Gradativamente, amadurecendo ao longo dos tempos, a Igreja vem se descobrindo como anunciadora do Evangelho da Vida. Por isso, o Papa Francisco denunciou com clareza profética: “Assim como o mandamento ‘não matar’ põe um limite claro para assegurar o valor da vida humana, hoje devemos dizer ‘não a uma economia da exclusão e da desigualdade’. Essa economia mata”⁶.

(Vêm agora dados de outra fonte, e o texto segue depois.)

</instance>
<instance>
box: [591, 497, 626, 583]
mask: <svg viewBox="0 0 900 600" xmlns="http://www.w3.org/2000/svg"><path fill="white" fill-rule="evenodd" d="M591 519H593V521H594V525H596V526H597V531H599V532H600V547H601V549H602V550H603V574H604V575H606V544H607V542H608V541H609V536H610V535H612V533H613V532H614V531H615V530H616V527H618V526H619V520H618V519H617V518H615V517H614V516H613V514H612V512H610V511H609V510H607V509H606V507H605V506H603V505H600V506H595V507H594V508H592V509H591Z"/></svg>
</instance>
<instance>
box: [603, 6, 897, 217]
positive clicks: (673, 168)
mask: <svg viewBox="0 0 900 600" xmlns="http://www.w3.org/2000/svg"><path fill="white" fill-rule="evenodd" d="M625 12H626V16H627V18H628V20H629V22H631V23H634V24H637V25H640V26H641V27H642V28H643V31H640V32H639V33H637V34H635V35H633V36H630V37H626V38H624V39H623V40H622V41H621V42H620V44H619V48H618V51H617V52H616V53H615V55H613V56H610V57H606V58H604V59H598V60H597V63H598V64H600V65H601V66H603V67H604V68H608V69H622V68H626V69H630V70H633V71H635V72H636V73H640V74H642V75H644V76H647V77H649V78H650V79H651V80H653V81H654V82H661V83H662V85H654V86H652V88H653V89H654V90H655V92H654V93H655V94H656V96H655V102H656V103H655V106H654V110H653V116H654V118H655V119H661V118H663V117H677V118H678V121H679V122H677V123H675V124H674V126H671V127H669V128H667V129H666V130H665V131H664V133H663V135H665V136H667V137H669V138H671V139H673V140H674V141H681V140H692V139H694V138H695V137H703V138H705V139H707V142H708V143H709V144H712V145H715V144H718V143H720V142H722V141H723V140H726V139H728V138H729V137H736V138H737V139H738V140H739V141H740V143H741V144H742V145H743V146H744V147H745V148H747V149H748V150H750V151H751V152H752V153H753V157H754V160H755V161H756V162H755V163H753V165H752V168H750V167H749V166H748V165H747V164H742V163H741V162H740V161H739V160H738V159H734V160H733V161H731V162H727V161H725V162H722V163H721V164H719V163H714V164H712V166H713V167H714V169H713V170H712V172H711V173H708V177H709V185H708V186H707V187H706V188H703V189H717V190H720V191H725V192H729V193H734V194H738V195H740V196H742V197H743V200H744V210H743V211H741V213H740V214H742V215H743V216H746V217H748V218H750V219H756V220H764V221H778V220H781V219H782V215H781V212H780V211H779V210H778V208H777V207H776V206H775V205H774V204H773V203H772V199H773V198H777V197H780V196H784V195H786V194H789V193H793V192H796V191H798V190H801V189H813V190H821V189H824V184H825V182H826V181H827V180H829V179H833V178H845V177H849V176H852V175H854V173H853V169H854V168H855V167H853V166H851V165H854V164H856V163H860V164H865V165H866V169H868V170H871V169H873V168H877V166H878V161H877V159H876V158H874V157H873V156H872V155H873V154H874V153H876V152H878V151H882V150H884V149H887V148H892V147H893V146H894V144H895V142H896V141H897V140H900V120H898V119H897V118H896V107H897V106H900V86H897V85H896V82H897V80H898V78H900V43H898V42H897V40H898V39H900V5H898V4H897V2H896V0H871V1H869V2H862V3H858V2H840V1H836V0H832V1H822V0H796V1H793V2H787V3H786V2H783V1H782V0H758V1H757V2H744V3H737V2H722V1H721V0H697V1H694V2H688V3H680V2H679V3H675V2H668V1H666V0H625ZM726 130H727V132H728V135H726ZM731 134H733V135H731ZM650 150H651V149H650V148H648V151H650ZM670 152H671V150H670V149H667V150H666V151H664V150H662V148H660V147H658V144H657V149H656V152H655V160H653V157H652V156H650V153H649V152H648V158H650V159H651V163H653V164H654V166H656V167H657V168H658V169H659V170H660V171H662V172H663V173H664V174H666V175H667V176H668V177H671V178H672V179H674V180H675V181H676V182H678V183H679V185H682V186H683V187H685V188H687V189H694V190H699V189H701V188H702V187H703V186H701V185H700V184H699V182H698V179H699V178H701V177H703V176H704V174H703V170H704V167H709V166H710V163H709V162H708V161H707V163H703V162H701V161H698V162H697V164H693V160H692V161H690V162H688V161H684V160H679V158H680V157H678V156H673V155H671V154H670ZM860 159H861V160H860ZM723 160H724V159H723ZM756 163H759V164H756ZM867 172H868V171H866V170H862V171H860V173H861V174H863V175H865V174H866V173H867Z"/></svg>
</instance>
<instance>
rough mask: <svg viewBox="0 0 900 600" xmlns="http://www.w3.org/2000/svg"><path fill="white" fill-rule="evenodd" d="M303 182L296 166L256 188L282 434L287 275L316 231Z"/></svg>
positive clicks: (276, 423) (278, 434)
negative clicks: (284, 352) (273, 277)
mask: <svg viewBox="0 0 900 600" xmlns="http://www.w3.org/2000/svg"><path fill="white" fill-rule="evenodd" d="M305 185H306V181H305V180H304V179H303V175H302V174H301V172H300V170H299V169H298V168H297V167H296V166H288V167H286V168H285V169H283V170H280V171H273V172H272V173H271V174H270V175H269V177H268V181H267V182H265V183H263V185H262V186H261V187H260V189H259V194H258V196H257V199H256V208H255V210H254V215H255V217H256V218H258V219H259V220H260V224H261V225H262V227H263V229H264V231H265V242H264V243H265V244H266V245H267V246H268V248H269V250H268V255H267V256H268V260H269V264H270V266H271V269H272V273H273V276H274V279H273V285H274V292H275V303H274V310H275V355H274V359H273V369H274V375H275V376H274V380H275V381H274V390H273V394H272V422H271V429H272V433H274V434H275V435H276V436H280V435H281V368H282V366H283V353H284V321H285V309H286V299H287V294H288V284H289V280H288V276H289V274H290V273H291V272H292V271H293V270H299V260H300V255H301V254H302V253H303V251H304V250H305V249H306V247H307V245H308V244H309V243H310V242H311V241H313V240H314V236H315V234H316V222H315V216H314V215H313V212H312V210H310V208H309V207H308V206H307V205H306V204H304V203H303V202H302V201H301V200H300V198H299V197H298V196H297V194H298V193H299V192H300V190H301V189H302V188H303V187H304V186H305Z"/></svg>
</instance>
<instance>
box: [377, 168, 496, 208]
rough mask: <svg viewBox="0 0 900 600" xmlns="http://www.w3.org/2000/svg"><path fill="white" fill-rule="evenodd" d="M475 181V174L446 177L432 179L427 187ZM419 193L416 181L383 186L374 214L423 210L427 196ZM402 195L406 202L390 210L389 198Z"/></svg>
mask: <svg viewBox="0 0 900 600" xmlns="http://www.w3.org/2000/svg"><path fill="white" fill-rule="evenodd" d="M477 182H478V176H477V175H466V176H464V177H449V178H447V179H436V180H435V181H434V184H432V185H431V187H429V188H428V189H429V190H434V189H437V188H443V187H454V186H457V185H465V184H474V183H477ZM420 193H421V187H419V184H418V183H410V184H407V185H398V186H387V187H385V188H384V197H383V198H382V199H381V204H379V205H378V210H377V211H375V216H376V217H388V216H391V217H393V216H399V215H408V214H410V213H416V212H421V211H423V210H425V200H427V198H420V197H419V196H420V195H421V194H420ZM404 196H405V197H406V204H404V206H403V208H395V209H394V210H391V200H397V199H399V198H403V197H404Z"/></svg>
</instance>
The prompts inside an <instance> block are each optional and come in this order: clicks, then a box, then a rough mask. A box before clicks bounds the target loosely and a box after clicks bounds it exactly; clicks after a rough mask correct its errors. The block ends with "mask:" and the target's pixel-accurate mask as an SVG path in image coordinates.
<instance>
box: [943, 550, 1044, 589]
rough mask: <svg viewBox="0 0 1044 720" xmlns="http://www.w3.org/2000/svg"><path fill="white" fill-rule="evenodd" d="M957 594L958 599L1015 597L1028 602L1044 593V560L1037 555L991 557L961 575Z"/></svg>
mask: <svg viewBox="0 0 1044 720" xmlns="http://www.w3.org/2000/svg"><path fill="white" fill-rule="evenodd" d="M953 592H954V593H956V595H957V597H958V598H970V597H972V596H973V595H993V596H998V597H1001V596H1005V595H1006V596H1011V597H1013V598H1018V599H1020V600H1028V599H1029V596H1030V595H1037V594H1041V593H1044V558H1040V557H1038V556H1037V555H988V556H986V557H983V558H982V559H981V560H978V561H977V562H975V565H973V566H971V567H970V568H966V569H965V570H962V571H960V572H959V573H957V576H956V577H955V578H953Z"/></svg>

Após sua morte, em 2025, a Igreja foi conduzida a um novo momento de sua história com a eleição de Papa Leão XIV. Em continuidade com essa Tradição, o novo pontífice reconhece a riqueza da reflexão latino-americana ao afirmar que há “muitos estilos dentro dessa grande escola da Teologia da Libertação”⁷, destacando que ela nasce da capacidade de “ver as coisas através dos olhos dos pobres”. Reconhece que a Teologia da Libertação é uma grande escola.

Assim, longe de ser uma ameaça à fé, essa tradição teológica latino-americana, quando vivida em comunhão com a Igreja, torna-se espaço de discernimento e fidelidade ao Evangelho encarnado na história.

A verdadeira Teologia da Libertação não nasce do conflito, mas da encarnação. Ela não substitui a fé — ela a leva às últimas consequências. Recorda que não basta professar: é preciso viver. “Filhinhos, não amemos só com palavras, mas por atos e de verdade  (1Jo 3,18).

Chamar essa teologia de “heresia”, de forma leviana, é mais do que um erro: é uma injustiça. É desconhecer a história. É ignorar o Evangelho. É, talvez, silenciar o clamor dos pobres que Deus jamais ignora.

Porque, no fim, a pergunta permanece — e não poderá ser evitada: “Onde está o teu irmão?” (Gn 4,9).


Notas

  1. CATECISMO DA IGREJA CATÓLICA, n. 85.
  2. CÓDIGO DE DIREITO CANÔNICO, cân. 747 §1.
  3. CONCÍLIO VATICANO II. Gaudium et Spes, n. 1.
  4. CONGREGAÇÃO PARA A DOUTRINA DA FÉ. Instrução sobre alguns aspectos da Teologia da Libertação, 1984.
  5. JOÃO PAULO II. Sollicitudo Rei Socialis, n. 42.
  6. JOÃO PAULO II. Carta aos bispos do Brasil, 1986.
  7. FRANCISCO. Evangelii Gaudium, n. 53.
  8. LEÃO XIV. Entrevista concedida a Elise Ann Allen. Crux, 2025.